Remember: If you can’t be heard, you can’t be helped.
Click here for key contacts in Otago.
Certain types of communication are more effective in different areas, so prepare for your surroundings.
There are three broad categories of communication equipment:
- Those that use satellites – especially emergency locator beacons and satellite phones.
- Those that use land-based stations – especially marine radio and mobile phones.
- Those that rely on audio or visual signals – including flares, lights, whistles, and horns.
Satellite Emergency Distress Beacons
Emergency Position Indicating Radio Beacons (EPIRB) or Personal Locator Beacons (PLB) are forms of emergency locator beacons, they provide the most reliable way of signalling a distress situation. They provide a one-way indication of distress and a boat’s location directly to Search and Rescue authorities anywhere in the world and are suitable for vessels at sea and on inland waterways. Other than the initial purchase, Emergency Distress Beacons are free. They must be registered at www.beacons.org.nz.
EPIRBs, being slightly bulkier, are designed specifically for boats, ships and other activities on water and can float with their antenna above the water. PLBs are designed more for land usage. While all PLBs are waterproof, most cannot float with their antenna out of the water and they have a shorter battery life than an EPIRB.
A VHF radio is designed to operate in the marine environment and is used extensively as a communications tool by the coastal boating community. A 24/7 distress and safety radio service is provided by Maritime New Zealand, which monitors the international channel 16 distress channel. Coastguard New Zealand also provides coverage around large parts of the coast.
VHF radio users are required to hold a Maritime Radio Operator’s Certificate and have an individual call-sign, with courses and call-sign information available from www.boatingeducation.org.nz (these are not required, unless you are making a distress or emergency call on channel 16). A call-sign allows the Search and Rescue sector to quickly access the contact details you have provided.
Maritime New Zealand’s Radio Handbook has more information on maritime communication.
Almost everyone carries a mobile phone these days but these are generally only helpful if kept dry and when you are close to land. Keep yours in a sealed waterproof bag, in a secure location. Save the battery for essential communication. You can call 111 if in distress. Be aware that you may not have cell phone coverage so always take another form of communication. Unlike maritime radio, a mobile phone does not allow a boatie in distress to broadcast for help to other boaties that might be in the vicinity.

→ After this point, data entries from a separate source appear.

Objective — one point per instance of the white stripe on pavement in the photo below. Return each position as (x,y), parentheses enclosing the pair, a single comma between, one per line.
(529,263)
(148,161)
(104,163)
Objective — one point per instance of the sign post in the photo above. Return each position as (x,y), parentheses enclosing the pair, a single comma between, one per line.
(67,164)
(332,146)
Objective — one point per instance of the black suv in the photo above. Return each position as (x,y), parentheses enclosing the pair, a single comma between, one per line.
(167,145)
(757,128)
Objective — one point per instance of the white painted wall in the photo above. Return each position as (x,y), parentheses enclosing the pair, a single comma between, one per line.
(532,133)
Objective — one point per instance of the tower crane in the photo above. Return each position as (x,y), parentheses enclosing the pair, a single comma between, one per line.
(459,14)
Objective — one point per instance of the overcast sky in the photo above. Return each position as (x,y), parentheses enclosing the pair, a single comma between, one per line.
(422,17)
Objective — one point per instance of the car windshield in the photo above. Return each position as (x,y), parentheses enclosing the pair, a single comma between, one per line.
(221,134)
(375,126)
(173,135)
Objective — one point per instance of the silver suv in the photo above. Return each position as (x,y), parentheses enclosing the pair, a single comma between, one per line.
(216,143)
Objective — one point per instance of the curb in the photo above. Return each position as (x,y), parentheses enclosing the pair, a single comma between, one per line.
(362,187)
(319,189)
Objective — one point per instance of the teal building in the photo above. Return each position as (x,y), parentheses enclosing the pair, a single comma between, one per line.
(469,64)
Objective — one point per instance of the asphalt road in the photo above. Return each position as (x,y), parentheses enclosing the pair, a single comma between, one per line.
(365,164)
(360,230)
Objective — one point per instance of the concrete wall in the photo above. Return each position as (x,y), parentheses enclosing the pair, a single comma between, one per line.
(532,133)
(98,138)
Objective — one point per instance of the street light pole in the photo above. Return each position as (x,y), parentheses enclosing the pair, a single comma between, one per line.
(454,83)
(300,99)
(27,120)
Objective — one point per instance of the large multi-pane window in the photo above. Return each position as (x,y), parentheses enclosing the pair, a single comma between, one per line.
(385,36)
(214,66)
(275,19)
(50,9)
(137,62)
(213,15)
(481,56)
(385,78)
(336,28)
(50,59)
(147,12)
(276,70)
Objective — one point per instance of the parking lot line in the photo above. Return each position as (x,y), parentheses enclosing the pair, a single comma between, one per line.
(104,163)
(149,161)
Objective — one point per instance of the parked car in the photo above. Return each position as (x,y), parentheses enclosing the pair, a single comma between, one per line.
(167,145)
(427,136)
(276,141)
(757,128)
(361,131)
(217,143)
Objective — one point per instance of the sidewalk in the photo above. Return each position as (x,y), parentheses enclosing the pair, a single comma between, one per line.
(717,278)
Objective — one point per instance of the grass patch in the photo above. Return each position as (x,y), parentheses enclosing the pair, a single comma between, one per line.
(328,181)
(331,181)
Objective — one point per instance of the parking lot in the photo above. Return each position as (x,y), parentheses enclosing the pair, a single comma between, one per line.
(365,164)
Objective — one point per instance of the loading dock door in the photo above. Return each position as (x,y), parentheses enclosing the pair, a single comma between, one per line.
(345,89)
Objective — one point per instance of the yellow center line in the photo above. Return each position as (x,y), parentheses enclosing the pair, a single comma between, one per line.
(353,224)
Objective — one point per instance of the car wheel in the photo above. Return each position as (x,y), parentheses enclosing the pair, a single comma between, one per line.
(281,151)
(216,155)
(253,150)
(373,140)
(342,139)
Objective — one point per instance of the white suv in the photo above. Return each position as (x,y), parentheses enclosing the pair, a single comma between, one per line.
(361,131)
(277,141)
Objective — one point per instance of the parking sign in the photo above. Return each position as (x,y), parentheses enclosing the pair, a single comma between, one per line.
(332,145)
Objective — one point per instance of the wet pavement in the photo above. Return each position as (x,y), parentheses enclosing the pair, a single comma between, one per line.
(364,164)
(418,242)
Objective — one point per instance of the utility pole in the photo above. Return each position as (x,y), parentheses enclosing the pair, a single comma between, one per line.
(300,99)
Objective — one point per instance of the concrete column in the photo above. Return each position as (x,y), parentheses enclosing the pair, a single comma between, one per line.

Phones are nevertheless a very useful safety communications back-up tool, particularly given their almost universal carriage.
Pyrotechnic flares and waterproof torches are widely recognised and, where practical, may be considered for inclusion in an emergency communication kit.
The major limitations of flares are that they are dependent on other boaties in the vicinity (or people on shore) seeing them during the relatively short time they are alight, understanding what they mean, and knowing how to respond.
Whistles, horns, and mirrors
There are a range of other signalling devices that can be used for communication, including a whistle, manual horn (aerosol canister, rechargeable, powered), mirror etc. Like flares, they are very reliant on someone being able to see or hear the distress signal, knowing what it means, and then being able to act on it.